How To Fall In Love With Yourself -- So That Someone Else Will Too

How To Fall In Love With Yourself -- So That Someone Else Will Too

What do you say to yourself when nobody else is looking? If you're telling everyone that you're the greatest thing since the iPod, but deep down inside you believe you are an eight-track player or the "chubby girl" who couldn't catch a man with a net and a pack of hunting dogs, then you're heading for more nights alone than a cloistered nun. You will generate the results that respond to your personal truth.

I mean it. I don't care how polished your presentation is or how ironclad your argument; if you have a crummy personal truth, you can look like Miss Universe for all I care. If underneath it all, you believe you're living a big lie because you're really just an unlovable outsider who is destined to wander the planet alone, people will sense it in a heartbeat and run the other way. They will figure, "Hey, she knows herself better than anyone else, and if she thinks she's worthless, who am I to argue? See ya!" Or maybe you'll find some loser who doesn't care who he's with or who you are, just so long as he's got somebody — anybody. That's not what you want either. You deserve better. Trust me — there's a world of difference between being with the one and being with someone. If you're out there acting as if you'll take whatever you can get because beggars can't be choosers, you're destined to wind up with the scraps.

When your personal truth is negative and riddled with doubts, distortions and shame, you scream that message to the world in a million and one nonverbal ways. What you believe is your "real deal" reflects itself in your body language, your facial expressions and your actions, which all conspire to contradict every word you say and the impression you strive to make.

Oh, I get it all right. You have a history that maybe you're not proud of. Maybe you've slept with enough guys to make up two football teams — including the practice squads. Maybe you've been dumped or left standing at the altar. The point is that all this stuff is in the past and you can't do anything to change it. What you can do is start spending 5 percent of your time trying to figure out whether you screwed up or got a raw deal, and 95 percent of your time figuring out what you're going to do about it.

Everything about your message, everything about your aura, everything about you will change. If you are not sure about the contents of your personal truth, now is the time to ask yourself some hard questions:

1. Do I feel that I have to disguise myself?
2. Do I live with shame?
3. Do I live with guilt?
4. Do I believe that I lack intelligence?
5. Is there something fundamentally wrong with me?
6. Do I lack confidence?
7. Do I think my ____ (best friend, sister, etc.) is somehow better than I am?
8. Do I feel like a fraud?
9. Do I think I am a second-class citizen?
10. Do I feel unworthy of love?
11. Do I often feel I have no control over my life and behavior?
12. Am I damaged goods -- have I been dumped so many times that there has got to be something wrong with me?
13. Do I feel that I am not as smart, sharp or interesting as other people?
14. Do I believe that I am not going to find happiness?
15. Do I say to myself that I'm not worthy?
16. Do I feel that I am masquerading and just one step ahead of being found out?
17. Do I believe that I am totally clueless in comparison with my peers?
18. Do I play the game constantly afraid of being hurt and humiliated?

I have just taken you through a structured examination of possible negative content in your personal truth. The first thing that should go on your to-do list is to eliminate, heal, change, do whatever you have to do so that it no longer has an impact on you. Hopefully, much of or most of your personal truth is positive. The majority of people have a combo deal.
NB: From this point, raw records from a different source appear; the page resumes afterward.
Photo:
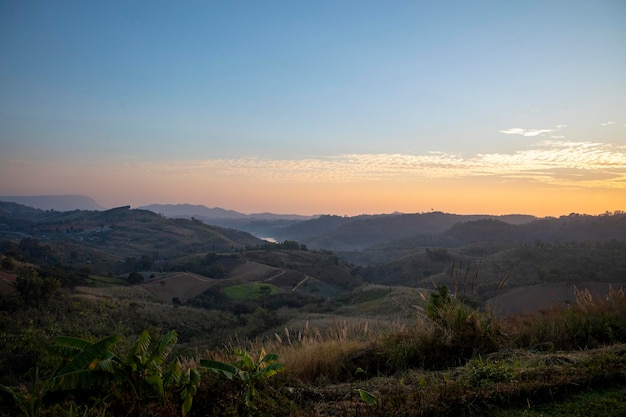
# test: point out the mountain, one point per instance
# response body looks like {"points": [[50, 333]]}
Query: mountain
{"points": [[55, 202], [215, 213], [192, 210], [265, 225], [103, 240], [360, 232]]}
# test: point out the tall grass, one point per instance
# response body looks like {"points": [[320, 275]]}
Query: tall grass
{"points": [[590, 322]]}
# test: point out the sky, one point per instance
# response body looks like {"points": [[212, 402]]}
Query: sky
{"points": [[318, 107]]}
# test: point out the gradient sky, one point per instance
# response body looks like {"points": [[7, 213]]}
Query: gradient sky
{"points": [[342, 107]]}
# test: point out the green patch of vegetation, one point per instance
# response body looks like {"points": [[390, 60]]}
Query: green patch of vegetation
{"points": [[255, 291], [605, 402], [370, 295], [104, 281]]}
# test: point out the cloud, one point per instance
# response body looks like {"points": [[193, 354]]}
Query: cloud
{"points": [[526, 132], [556, 162]]}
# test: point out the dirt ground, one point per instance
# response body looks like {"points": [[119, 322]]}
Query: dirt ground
{"points": [[181, 285]]}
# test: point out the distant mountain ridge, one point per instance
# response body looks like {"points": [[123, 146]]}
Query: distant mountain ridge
{"points": [[201, 211], [55, 202]]}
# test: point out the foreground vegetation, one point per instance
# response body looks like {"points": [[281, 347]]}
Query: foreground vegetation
{"points": [[86, 354]]}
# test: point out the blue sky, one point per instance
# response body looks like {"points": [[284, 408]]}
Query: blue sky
{"points": [[319, 86]]}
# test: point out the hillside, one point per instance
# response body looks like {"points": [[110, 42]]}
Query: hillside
{"points": [[111, 241], [55, 202]]}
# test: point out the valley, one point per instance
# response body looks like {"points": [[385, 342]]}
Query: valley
{"points": [[364, 301]]}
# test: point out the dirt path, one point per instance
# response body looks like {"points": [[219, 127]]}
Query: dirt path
{"points": [[306, 277]]}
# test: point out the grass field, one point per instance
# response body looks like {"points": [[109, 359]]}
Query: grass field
{"points": [[255, 291]]}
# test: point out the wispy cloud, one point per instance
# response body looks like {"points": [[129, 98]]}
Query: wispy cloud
{"points": [[530, 132], [556, 162]]}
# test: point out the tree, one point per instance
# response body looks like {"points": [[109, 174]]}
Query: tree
{"points": [[247, 373], [135, 278]]}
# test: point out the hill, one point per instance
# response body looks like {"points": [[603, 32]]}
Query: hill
{"points": [[360, 232], [113, 241], [55, 202]]}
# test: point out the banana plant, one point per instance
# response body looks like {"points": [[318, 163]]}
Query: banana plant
{"points": [[247, 373], [141, 373]]}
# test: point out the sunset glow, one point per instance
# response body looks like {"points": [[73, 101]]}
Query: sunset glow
{"points": [[400, 108]]}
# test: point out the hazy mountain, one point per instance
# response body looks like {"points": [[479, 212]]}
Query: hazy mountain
{"points": [[106, 238], [55, 202], [360, 232], [203, 212], [192, 210]]}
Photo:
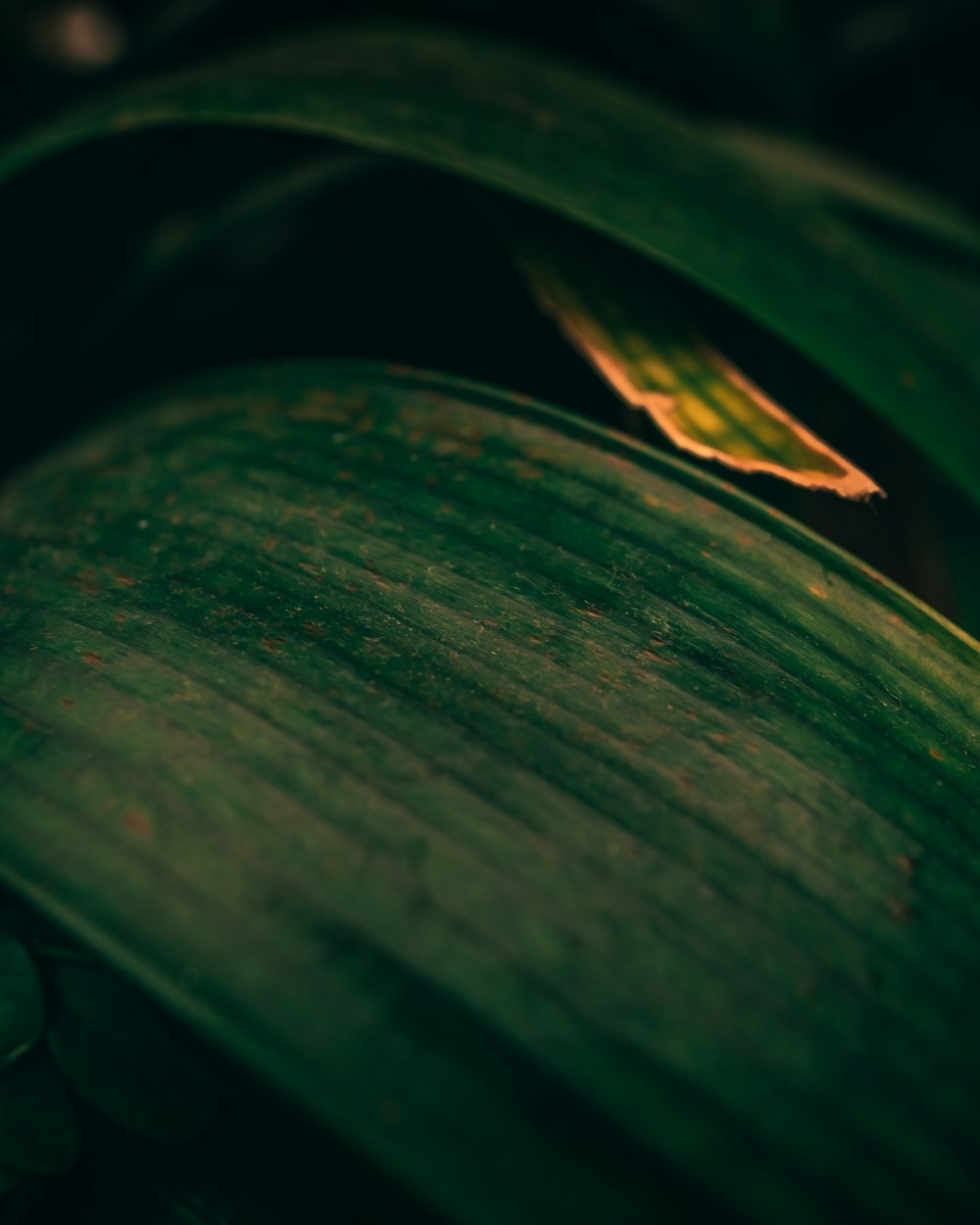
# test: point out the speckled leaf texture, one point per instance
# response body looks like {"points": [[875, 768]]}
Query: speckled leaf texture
{"points": [[573, 836], [603, 153]]}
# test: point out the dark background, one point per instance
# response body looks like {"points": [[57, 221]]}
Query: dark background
{"points": [[408, 272]]}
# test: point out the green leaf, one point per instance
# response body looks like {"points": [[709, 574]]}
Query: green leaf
{"points": [[38, 1130], [117, 1054], [832, 177], [626, 319], [23, 1012], [601, 153], [563, 829]]}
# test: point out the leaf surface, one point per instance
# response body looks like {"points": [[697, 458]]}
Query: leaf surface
{"points": [[563, 829], [626, 319], [118, 1056], [599, 152]]}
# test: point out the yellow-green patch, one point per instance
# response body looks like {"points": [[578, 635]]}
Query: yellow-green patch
{"points": [[625, 319]]}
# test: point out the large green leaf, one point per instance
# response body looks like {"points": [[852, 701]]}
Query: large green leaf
{"points": [[625, 318], [572, 834], [604, 155]]}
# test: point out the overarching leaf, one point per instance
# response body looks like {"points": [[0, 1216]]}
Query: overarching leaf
{"points": [[564, 831], [559, 135], [626, 319]]}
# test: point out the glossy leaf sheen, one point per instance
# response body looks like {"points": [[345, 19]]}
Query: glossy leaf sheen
{"points": [[114, 1052], [564, 829], [21, 1001], [625, 319], [602, 153]]}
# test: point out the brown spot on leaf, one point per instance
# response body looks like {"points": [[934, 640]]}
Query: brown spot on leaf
{"points": [[901, 910]]}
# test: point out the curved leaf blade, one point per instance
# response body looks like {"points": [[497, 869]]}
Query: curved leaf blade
{"points": [[628, 323], [562, 136], [564, 831], [114, 1052]]}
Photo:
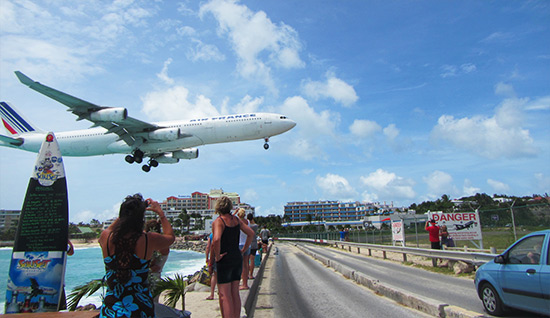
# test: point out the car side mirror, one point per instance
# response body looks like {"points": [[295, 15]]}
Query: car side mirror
{"points": [[500, 259]]}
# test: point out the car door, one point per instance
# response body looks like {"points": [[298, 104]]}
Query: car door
{"points": [[520, 277], [545, 274]]}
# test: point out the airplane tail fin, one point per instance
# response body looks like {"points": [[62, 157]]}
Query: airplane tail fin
{"points": [[14, 122]]}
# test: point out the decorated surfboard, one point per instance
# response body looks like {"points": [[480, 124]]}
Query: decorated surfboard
{"points": [[37, 268]]}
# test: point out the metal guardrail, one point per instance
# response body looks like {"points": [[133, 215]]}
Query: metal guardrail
{"points": [[468, 257]]}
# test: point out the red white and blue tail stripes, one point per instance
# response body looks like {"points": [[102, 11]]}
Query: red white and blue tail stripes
{"points": [[13, 121]]}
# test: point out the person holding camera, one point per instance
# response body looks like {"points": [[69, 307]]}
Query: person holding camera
{"points": [[127, 252], [433, 230]]}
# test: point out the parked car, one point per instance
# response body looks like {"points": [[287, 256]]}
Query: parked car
{"points": [[518, 278]]}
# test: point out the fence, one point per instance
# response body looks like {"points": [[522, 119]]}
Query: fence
{"points": [[475, 258]]}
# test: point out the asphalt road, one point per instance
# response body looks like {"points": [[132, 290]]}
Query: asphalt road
{"points": [[302, 287]]}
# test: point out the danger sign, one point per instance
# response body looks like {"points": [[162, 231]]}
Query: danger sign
{"points": [[461, 226]]}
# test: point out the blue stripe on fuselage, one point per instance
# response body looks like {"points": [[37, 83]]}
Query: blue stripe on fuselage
{"points": [[15, 119]]}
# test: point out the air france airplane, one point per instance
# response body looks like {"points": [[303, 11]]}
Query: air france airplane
{"points": [[114, 132]]}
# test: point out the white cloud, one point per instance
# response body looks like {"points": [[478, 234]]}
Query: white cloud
{"points": [[391, 132], [440, 183], [336, 186], [490, 137], [453, 70], [310, 123], [542, 103], [498, 186], [248, 105], [333, 88], [306, 150], [364, 128], [504, 89], [468, 189], [163, 75], [257, 41], [174, 103], [386, 185], [204, 52]]}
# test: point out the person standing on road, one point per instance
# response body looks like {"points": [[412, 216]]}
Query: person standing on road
{"points": [[253, 245], [241, 214], [127, 252], [264, 235], [434, 234], [229, 259]]}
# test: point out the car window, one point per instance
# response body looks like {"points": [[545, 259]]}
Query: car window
{"points": [[526, 251]]}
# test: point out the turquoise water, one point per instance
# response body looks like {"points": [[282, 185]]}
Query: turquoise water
{"points": [[87, 264]]}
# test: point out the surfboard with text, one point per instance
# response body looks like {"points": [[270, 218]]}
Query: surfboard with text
{"points": [[37, 268]]}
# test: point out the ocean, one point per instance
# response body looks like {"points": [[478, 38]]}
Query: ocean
{"points": [[87, 264]]}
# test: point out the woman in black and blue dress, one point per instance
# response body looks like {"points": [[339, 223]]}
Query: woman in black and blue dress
{"points": [[127, 253]]}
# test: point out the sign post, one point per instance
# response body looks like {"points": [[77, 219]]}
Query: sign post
{"points": [[37, 268]]}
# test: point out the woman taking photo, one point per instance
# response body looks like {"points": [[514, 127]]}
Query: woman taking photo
{"points": [[127, 253], [229, 258]]}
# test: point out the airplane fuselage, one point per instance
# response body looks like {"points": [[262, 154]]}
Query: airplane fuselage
{"points": [[196, 132]]}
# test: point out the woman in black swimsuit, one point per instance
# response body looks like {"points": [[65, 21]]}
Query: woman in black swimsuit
{"points": [[229, 260], [127, 253]]}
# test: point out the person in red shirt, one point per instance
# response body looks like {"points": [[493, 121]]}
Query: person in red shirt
{"points": [[434, 234]]}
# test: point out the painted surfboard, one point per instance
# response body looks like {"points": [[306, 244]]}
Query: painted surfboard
{"points": [[37, 268]]}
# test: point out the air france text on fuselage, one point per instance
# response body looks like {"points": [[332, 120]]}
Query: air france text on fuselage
{"points": [[224, 117]]}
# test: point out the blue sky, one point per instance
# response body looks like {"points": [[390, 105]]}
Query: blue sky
{"points": [[395, 101]]}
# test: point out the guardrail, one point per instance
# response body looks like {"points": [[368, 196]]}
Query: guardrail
{"points": [[467, 257]]}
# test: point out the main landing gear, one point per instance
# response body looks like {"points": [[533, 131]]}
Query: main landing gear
{"points": [[137, 157]]}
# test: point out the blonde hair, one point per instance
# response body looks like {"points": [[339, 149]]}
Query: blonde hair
{"points": [[241, 213]]}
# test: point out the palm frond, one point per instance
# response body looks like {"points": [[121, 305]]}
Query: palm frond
{"points": [[174, 288], [81, 291]]}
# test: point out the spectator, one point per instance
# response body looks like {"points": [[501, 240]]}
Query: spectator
{"points": [[127, 252], [159, 257], [434, 234], [264, 235], [253, 246], [445, 238], [211, 267], [229, 259]]}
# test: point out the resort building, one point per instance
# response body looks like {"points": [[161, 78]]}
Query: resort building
{"points": [[334, 210]]}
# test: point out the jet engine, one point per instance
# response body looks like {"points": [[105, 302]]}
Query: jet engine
{"points": [[115, 114], [167, 158], [192, 153], [165, 134]]}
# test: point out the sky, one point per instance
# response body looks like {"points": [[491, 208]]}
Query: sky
{"points": [[396, 102]]}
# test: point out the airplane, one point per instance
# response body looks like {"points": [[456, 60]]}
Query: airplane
{"points": [[114, 132]]}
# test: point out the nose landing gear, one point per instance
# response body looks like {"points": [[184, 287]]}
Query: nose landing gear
{"points": [[152, 163], [137, 157]]}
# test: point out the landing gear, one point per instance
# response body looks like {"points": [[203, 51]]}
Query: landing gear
{"points": [[152, 163], [137, 157]]}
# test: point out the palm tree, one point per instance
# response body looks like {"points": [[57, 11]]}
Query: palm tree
{"points": [[174, 287], [85, 290]]}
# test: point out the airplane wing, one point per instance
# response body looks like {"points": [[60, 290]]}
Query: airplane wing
{"points": [[114, 119]]}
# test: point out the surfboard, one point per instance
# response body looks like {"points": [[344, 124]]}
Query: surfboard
{"points": [[37, 268]]}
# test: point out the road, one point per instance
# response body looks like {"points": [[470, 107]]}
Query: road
{"points": [[296, 285], [300, 286]]}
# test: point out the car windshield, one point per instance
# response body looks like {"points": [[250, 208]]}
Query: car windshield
{"points": [[527, 251]]}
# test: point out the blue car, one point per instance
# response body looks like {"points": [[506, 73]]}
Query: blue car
{"points": [[518, 278]]}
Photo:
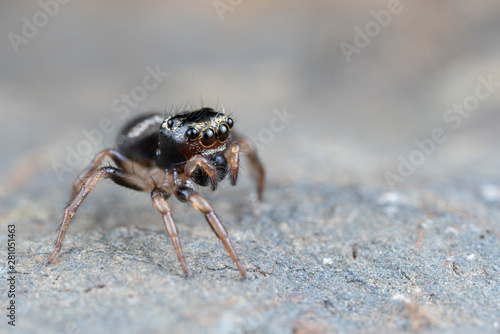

The reason we are doing this inventory of negative personal truths is that we all generate the results we feel we deserve. So if you can eliminate, minimize and manage the negatives, you will be able to maximize the positives and present the results that are consistent with someone who has positive self-worth. In other words, if you don't like you, you will not get anyone else to like you. If you love you, then other people will love you. If you believe that you deserve the best relationship, you will attract a healthy, positive, fulfilling relationship into your life.

If any of the answers to the above questions is yes, roll up your sleeves and prepare to do some real work. To truly sell yourself on you, you have to change each one of those self-destructive answers and the perceptions that led you to them into positive, constructive thoughts. Once you have sold yourself on you, you'll realize that you don't need a man in your life to be whole. And that's getting your head in the game — coming at it with the mind-set of a winner, not a loser. Because if you're telling yourself that you had better find a partner fast or you'll just curl up and die, then you are playing with sweaty palms, running scared, coming off desperate and turning guys off — and guys sense desperation the way a dog senses an earthquake; and when they do, they take off and never look back. You've been doing fine on your own all these years, so just go for it. It's not so frightening to go out and show the world who you are.

Modified excerpt from Love Smart: Find the One You Want — Fix the One You Got by Dr. Phil McGraw (Free Press, 2005).